Group C. This group includes the graduate students in climate science who have received the traditional mathematics education and wish to enhance or refresh their modern mathematical skills for research, such as the energy balance models, modern hypsometric equation, R analysis of the GCM data, and data visualization. This can be a one-semester course, called Climate Mathematics C, which uses Chapters 2 and 5, Section 7.2, and Chapters 8–11. It is basically Climate Mathematics III plus some selected topics to prepare for climate science research. Because the students have already taken at least the six traditional mathematics courses, Climate Mathematics C can be taught at an accelerated pace compared to Climate Mathematics III.

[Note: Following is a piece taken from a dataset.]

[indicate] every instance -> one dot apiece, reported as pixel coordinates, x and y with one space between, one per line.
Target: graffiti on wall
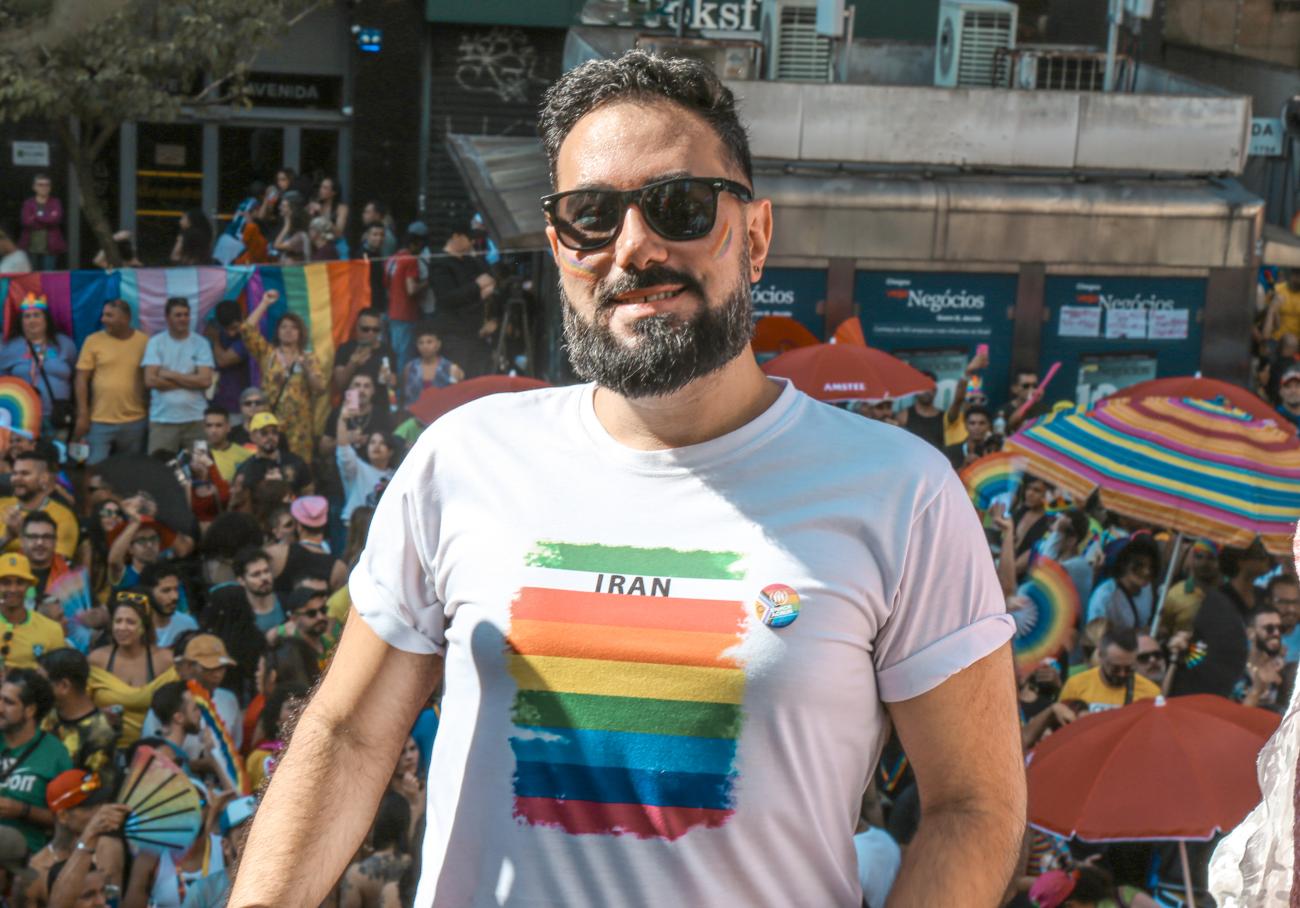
498 61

Group D. This group includes research scientists and professionals who wish to modernize their skills in modern mathematics, statistics, climate data analysis, and data visualization. They may take a one-semester selected topics course with the topics selected from Chapters 2 and 5–11. This is Climate Mathematics D.

Group E. This group includes people who are mainly interested in climate data analysis and visualization, such as climate science professionals in government laboratories or businesses. They might spend a week-long effort with this book in preparation for working on R analyses and graphics for climate data. They can study topics from Chapters 2 and 9–11 to learn how to analyze and visualize climate data for presentations or research, such as R plotting for climate data and a comprehensive R analysis for the gridded United States surface temperature data. One of us (S.S.P.S.) taught such a short course in 2017 for scientists at the National Centers for Environmental Information in the United States, and also at the Chinese Academy of Sciences in Beijing.

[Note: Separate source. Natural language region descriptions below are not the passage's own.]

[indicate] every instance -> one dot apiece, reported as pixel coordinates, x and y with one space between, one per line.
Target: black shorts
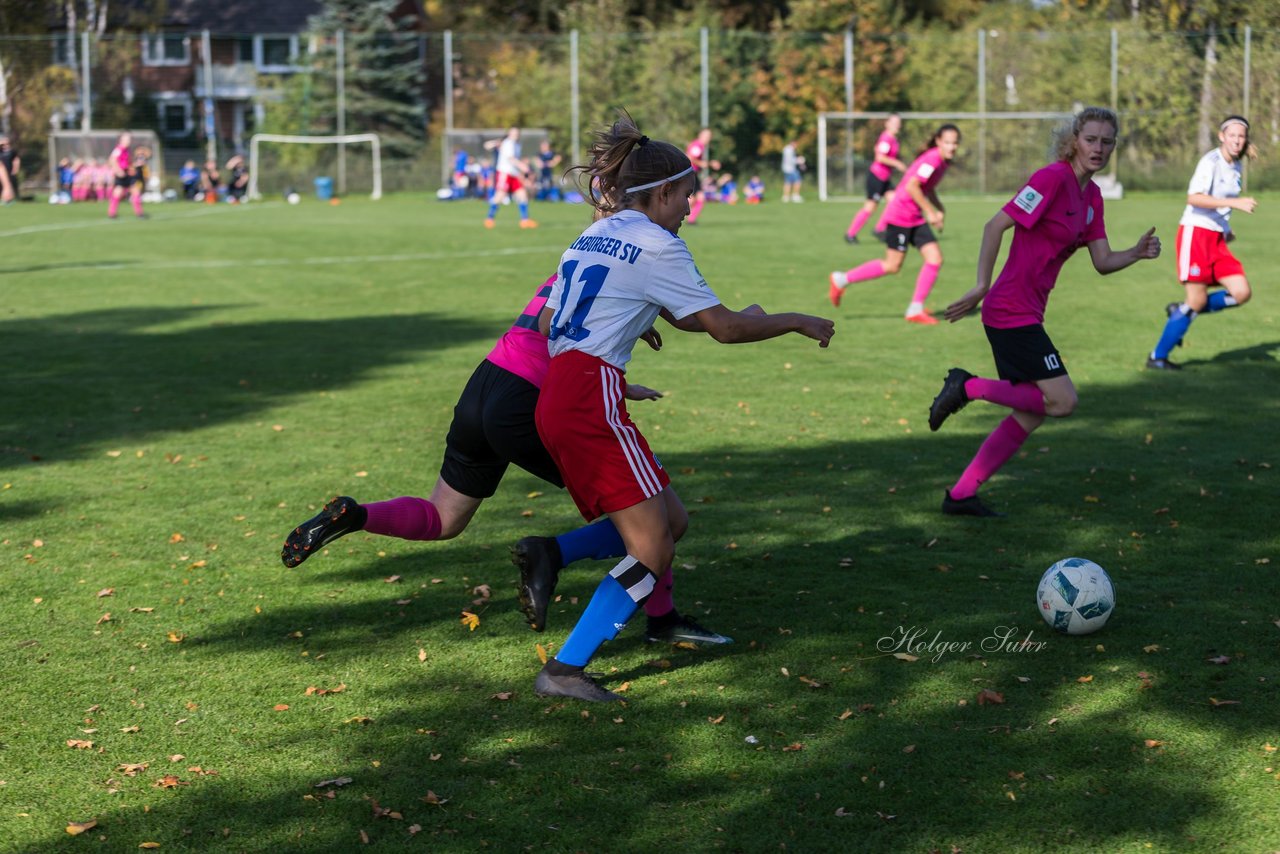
899 237
493 427
877 187
1024 354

Because this book contains numerous R codes for climate data analysis and graphics,the book can also be used as a reference manual for a climate scientist. The book’s website www.cambridge.org/climatemathematics provides updated computer codes in both R and Python to support all users of this book.

How to Use this Book

We have tried to make this book “user-friendly” for both students and instructors. An instructor can simply follow the book when lecturing and can assign the exercise problems. Complete solutions for a few selected problems are presented at the end of the book as Appendix E to help train students in writing about mathematics. A solutions manual with answers for all the problems is available through the publisher to qualified instructors.

This book emphasizes the value of practice in acquiring quantitative analysis skills.The book contains many R codes, which can also be found at the book’s website www.cambridge.org/climatemathematics showing details of our R codes and their output. The relevant climate data used in the R codes can also be downloaded directly from the website.

The exercise problems that require R codes are marked with a computer symbol.Problems that do not have this symbol can be solved analytically without using a computer.

When doing computations, we strongly recommend that readers of conventionally published books should use the R codes (or their Python equivalents) that can be found on the book’s website, www.cambridge.org/climatemathematics. There is no need to retype the computer codes. The open-source online codes will be maintained and will include corrections, updates, and improvements to the original codes. Although e-book readers may be able to copy and paste the R code from a pdf file to RStudio, some special symbols, such as ~  and ^ , may become altered in this copy-and-paste procedure and may have to be corrected in RStudio.

The websites cited in this book may be updated or changed in the future. Readers can find the updated website addresses on the book website www.cambridge.org/climatemathematics.

The datasets used in this book can be downloaded as a data.zip file from the book website: www.cambridge.org/climatemathematics. Updated data in some cases can be downloaded from the data developers’ websites provided in the book.

A new mathematics textbook of this size is virtually certain to contain errors, despite the diligent efforts of many people to find them all before publication. We take full responsibility for all remaining errors, and we will post any errata on the book’s website, www.cambridge.org/climatemathematics.